Keke Palmer Is All Grown Up
The 'Hustlers' star talks J. Lo, her public perception, and why she sees strippers are celebrities
Keke Palmer looks famous. When she walked by me moments before our interview at Toronto's Four Seasons, the room walked with her, or at least that's how it felt. During the photo shoot that followed in the hotel's posh mezzanine, an older woman who was passing through saw Palmer and stopped dead in her tracks. "Oh my goodness! You are so beautiful" she exclaimed, before turning to me and whispering, "Who is she?"
"That's Keke Palmer," I said. "She's in town for the world premiere of Hustlers."

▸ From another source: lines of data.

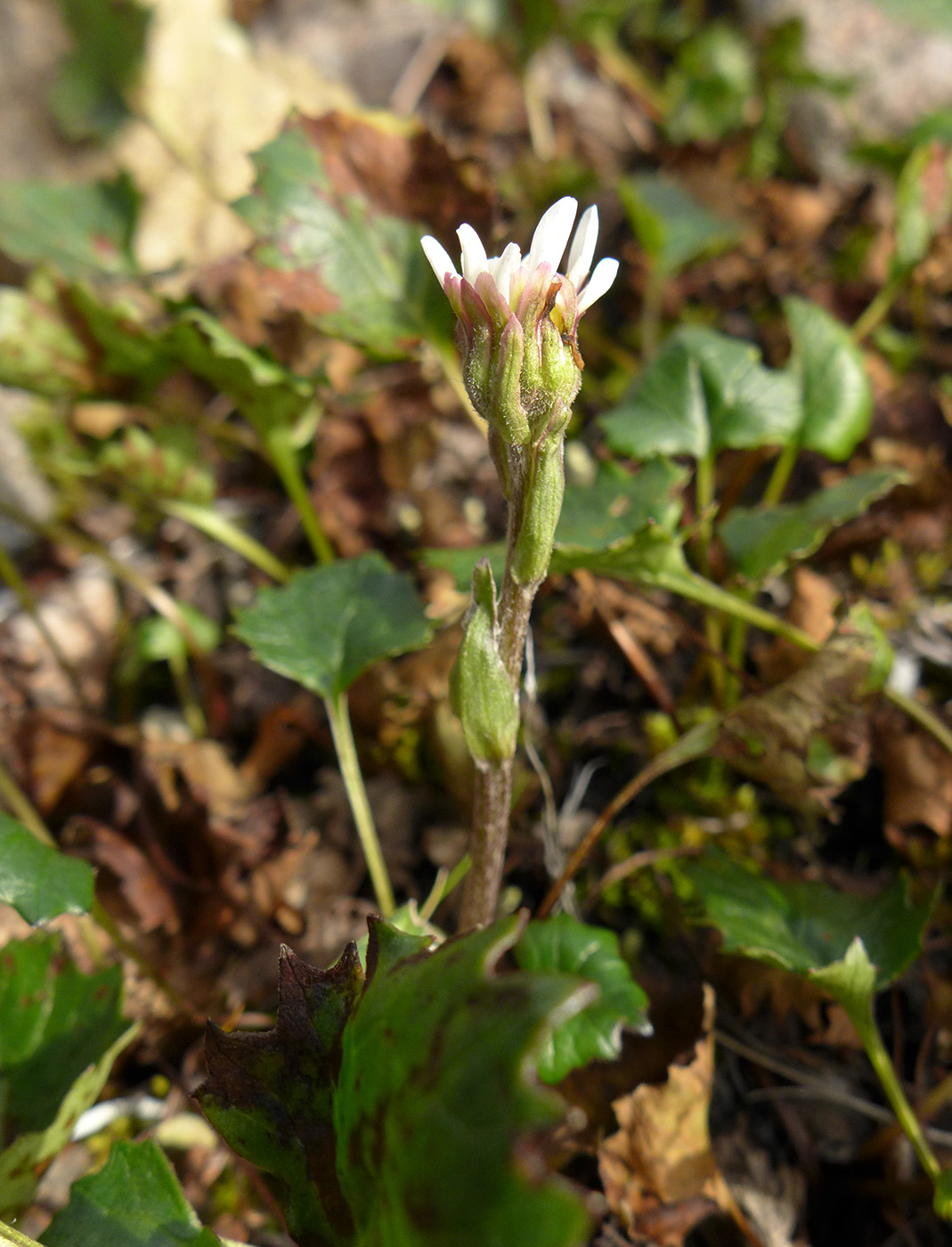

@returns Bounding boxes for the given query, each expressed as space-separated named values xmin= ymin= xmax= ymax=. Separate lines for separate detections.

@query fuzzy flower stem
xmin=422 ymin=196 xmax=618 ymax=930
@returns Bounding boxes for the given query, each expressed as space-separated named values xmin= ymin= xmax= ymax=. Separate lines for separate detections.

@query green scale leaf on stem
xmin=234 ymin=551 xmax=431 ymax=698
xmin=198 ymin=917 xmax=592 ymax=1247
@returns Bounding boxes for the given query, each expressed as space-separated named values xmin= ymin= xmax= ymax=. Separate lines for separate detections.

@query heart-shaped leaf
xmin=718 ymin=468 xmax=905 ymax=581
xmin=40 ymin=1140 xmax=221 ymax=1247
xmin=0 ymin=933 xmax=137 ymax=1216
xmin=600 ymin=327 xmax=800 ymax=459
xmin=515 ymin=914 xmax=652 ymax=1082
xmin=784 ymin=296 xmax=872 ymax=460
xmin=198 ymin=917 xmax=590 ymax=1247
xmin=684 ymin=853 xmax=932 ymax=989
xmin=0 ymin=811 xmax=94 ymax=924
xmin=234 ymin=551 xmax=430 ymax=697
xmin=0 ymin=175 xmax=138 ymax=278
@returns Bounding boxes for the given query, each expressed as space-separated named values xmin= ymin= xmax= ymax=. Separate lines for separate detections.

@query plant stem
xmin=694 ymin=450 xmax=725 ymax=705
xmin=324 ymin=693 xmax=395 ymax=917
xmin=460 ymin=452 xmax=541 ymax=930
xmin=0 ymin=1221 xmax=43 ymax=1247
xmin=852 ymin=273 xmax=906 ymax=343
xmin=842 ymin=997 xmax=942 ymax=1185
xmin=160 ymin=499 xmax=290 ymax=583
xmin=724 ymin=442 xmax=800 ymax=705
xmin=263 ymin=424 xmax=334 ymax=564
xmin=764 ymin=442 xmax=800 ymax=506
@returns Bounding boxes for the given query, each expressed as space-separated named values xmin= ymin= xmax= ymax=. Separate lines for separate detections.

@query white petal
xmin=491 ymin=242 xmax=522 ymax=302
xmin=578 ymin=259 xmax=618 ymax=315
xmin=456 ymin=225 xmax=490 ymax=286
xmin=525 ymin=194 xmax=578 ymax=273
xmin=566 ymin=205 xmax=598 ymax=289
xmin=420 ymin=234 xmax=460 ymax=284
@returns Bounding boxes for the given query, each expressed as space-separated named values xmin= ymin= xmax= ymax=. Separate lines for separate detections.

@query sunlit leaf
xmin=41 ymin=1140 xmax=221 ymax=1247
xmin=0 ymin=286 xmax=93 ymax=398
xmin=50 ymin=0 xmax=151 ymax=141
xmin=515 ymin=914 xmax=652 ymax=1082
xmin=784 ymin=296 xmax=872 ymax=459
xmin=0 ymin=811 xmax=94 ymax=927
xmin=718 ymin=468 xmax=905 ymax=580
xmin=169 ymin=308 xmax=314 ymax=431
xmin=600 ymin=327 xmax=800 ymax=459
xmin=234 ymin=551 xmax=431 ymax=697
xmin=684 ymin=852 xmax=932 ymax=988
xmin=0 ymin=175 xmax=138 ymax=278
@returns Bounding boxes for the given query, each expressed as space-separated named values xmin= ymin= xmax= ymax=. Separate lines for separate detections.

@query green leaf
xmin=40 ymin=1140 xmax=221 ymax=1247
xmin=0 ymin=933 xmax=126 ymax=1129
xmin=0 ymin=175 xmax=138 ymax=278
xmin=50 ymin=0 xmax=151 ymax=143
xmin=784 ymin=296 xmax=872 ymax=460
xmin=0 ymin=286 xmax=93 ymax=398
xmin=168 ymin=308 xmax=314 ymax=434
xmin=0 ymin=933 xmax=137 ymax=1215
xmin=556 ymin=459 xmax=688 ymax=549
xmin=234 ymin=551 xmax=430 ymax=697
xmin=618 ymin=174 xmax=740 ymax=274
xmin=196 ymin=944 xmax=364 ymax=1247
xmin=0 ymin=811 xmax=94 ymax=927
xmin=600 ymin=327 xmax=800 ymax=459
xmin=198 ymin=917 xmax=588 ymax=1247
xmin=234 ymin=130 xmax=452 ymax=356
xmin=0 ymin=1023 xmax=140 ymax=1217
xmin=684 ymin=852 xmax=932 ymax=989
xmin=718 ymin=468 xmax=906 ymax=581
xmin=515 ymin=914 xmax=652 ymax=1082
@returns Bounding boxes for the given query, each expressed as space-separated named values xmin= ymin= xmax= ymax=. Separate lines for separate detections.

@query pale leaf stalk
xmin=324 ymin=693 xmax=396 ymax=917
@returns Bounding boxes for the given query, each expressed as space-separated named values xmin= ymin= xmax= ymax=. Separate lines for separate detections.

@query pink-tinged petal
xmin=525 ymin=194 xmax=578 ymax=273
xmin=476 ymin=273 xmax=513 ymax=330
xmin=566 ymin=205 xmax=598 ymax=289
xmin=420 ymin=234 xmax=460 ymax=286
xmin=492 ymin=242 xmax=522 ymax=303
xmin=443 ymin=273 xmax=462 ymax=317
xmin=578 ymin=259 xmax=618 ymax=315
xmin=456 ymin=225 xmax=488 ymax=286
xmin=516 ymin=262 xmax=552 ymax=330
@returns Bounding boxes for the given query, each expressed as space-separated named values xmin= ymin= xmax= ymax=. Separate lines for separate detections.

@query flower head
xmin=422 ymin=196 xmax=618 ymax=445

The woman approached Palmer, asked for a selfie, and gawked at her from up close as though she was some kind of rarefied artifact in a museum: "You are just so beautiful!"
That was nearly two weeks ago, before Hustlers became one of the year's biggest surprise hits, and before Palmer became one of the year's most popular memes. I use the word "surprise" only because the film exceeded initial industry forecasts, and because it's rare that audiences flock to see something without Marvel attached to its title.
But let's get real. Any movie featuring a juicy, ripped-from-the-headline tale about strippers conning Wall Street bros, a gravity-defying pole dance by Jennifer Lopez soundtracked to Fiona Apple's "Criminal," and meaty cameos from Cardi B and Lizzo, was bound to be a smash.
And then there's Palmer. Now 26, the Illinois native has been in the spotlight for the better part of 15 years, ever since breaking out in the Nickelodeon show True Jackson, VP and films like Akeelah and the Bee and Madea's Family Reunion. Over a dozen movies, two studio albums, and 8.2 million Instagram followers later, Palmer finally seems poised for the next phase of her career.
"I definitely feel like this is kind of a pinnacle for me," she says of her role in Hustlers, in which she plays a wisecracking stripper named Mercedes. "I think people will see me in a different light after this movie." One of those people was the film's writer-director Lorene Scafaria, who offered Palmer the role after watching her unleash her signature charm on a defenseless Conan O'Brien.
"Lorene saw me do an interview on Conan and said, 'I love that girl.' And from there she saw my Instagram page," Palmer explained. "You don't ever really know how people see you or perceive you." Palmer says that Scafaria encouraged her to forget what she did as a kid, and to embrace the more glamorous aspects of her personality.
That chance to shed her child star persona was a huge draw for Palmer, but perhaps not as big as getting to act alongside one of her childhood idols in J. Lo, an experience Palmer calls "surreal." She recalls watching Lopez on set, tapping into that same magnetic, larger-than-life energy that first made her a cultural phenomenon nearly two decades ago. "It was so inspiring seeing Jennifer in this role, seeing her own her sexuality the way she did when we knew her as Jenny from the Block."
Along with going toe-to-toe with J. Lo, Palmer also relished the opportunity to present strippers in a different light. When I tell her that it was refreshing to see women in that line of work depicted on screen as something more than just human props in the background, Palmer's eyes light up in agreement. "In my world strippers are celebrities," Palmer says. "Look at Blac Chyna. She was a stripper, but she was also a pop culture icon. These women don't always get the respect they deserve in that space, and that's not true here. This movie is a strong feminist statement because even though these women are dressed a certain way, and these men treat them a certain way, they still carry a strong sense of self."
When our time together ends, Palmer's publicist turned to me and said, "Thank you for seeing Keke as a grown-up." Something tells me that as Hustlers barrels its way into awards season, the rest of the world will see her that way too.